Using the Red Flag 2 class as a starting point, the Red Flag 6 (붉은기6, Pulg'ŭn'gi-6) class was developed. The result was a permanently coupled Bo'Bo'+Bo'Bo' articulated locomotive with eight capacitors, made up of two sections; these sections are single-cab versions of the Red Flag 2. The Red Flag 6 class is thus an articulated descendant of the Škoda Type 30E, which had formed the basis for the design of the Red Flag 1 and Red Flag 2 after North Korea bought a licence to build the type, including technology transfer, from Czechoslovakia. The first prototype was shown in 1981.

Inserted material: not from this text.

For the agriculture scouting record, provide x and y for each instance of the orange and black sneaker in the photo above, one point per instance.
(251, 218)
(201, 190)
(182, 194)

Numbered in the 6000 series, production of the new design began in 1986, and was put into service in 1987 to haul freight trains on the P'yŏngra Line. These four-bogie, eight-axle articulated units are 33 m long, weigh 176 t and produce 4240 kW. They have a maximum speed of 100 km/h and can pull 3200 t. Trial runs with passenger trains were undertaken, but the type is now mainly used on east-west freight trains on the P'yŏngra Line. The first prototype received a cream over red paint scheme, but production units are painted in the standard light blue over dark green livery.

== Named locomotives ==
There are three known named Red Flag 6 locomotives:

- Light (광명호, Kwangmyong-ho) - one locomotive, painted in cream over blue with a white stripe, named personally by Kim Jong Il, symbolising the bright future of students and youth,
- Thousand-ri of liberation No.1 (광복의천리길1호, Kwangbokuicholligil1-ho) - one known locomotive,
- Thousand-ri of liberation No.2 (광복의천리길2호, Kwangbokuicholligil2-ho) - one known locomotive, painted in light green over dark green.